Türkiye AWACS uçaklarla cephe hattını takip ediyor

Kardeş ülke Azerbaycan'ın Ermenistan'ın saldırgan tutumu nedeniyle bölgede yaşadığı gerilimde Türkiye tüm gelişmeleri yakından takip ediyor.

Savunma Sanayii Araştırmacısı Kadir Doğan, kardeş ülke Azerbaycan ile Ermenistan arasında yaşanan çatışmaların ‘konvansiyonel bir harp alanı' yönünde evrildiğini söyledi.
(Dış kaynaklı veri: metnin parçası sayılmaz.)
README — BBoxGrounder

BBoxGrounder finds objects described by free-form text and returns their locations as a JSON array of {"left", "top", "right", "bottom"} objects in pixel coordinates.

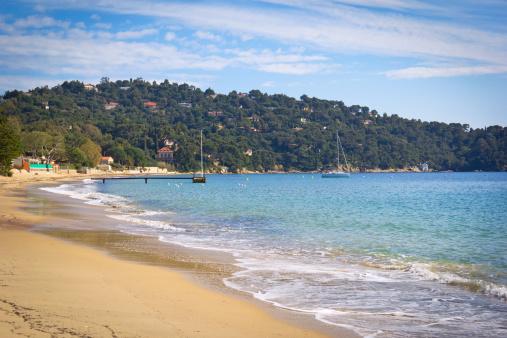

Türkiye'ye ait AWACS uçakların Ermenistan sınır hattı boyunca uçmasının ne anlama geldiği sorusuna da yanıt veren Doğan, AWACS bir erken ihbar uçağı. Uçan bir radar olarak da düşünebiliriz. Havadaki uçağınızın elde ettiği tüm verileri istediğiniz merkezlerle, kara, hava ve deniz unsurlarınızla anlık paylaştığı gerçeği kritik bir kabiliyet.' değerlendirmesinde bulundu.

Azerbaycan-Ermenistan hattında uzun süredir düşük seviyede devam eden çatışmalar karşılıklı atışlar ve sınır hattı boyunca hareketlenen askeri birliklerle yeni bir boyut kazandı.

TRT Haber için değerlendirmelerde bulunan Savunma Sanayii Araştırmacısı Kadir Doğan, kardeş ülke Azerbaycan ile Ermenistan arasında yaşanan çatışmaların ‘konvansiyonel bir harp alanı’ yönünde evrildiğini söyledi.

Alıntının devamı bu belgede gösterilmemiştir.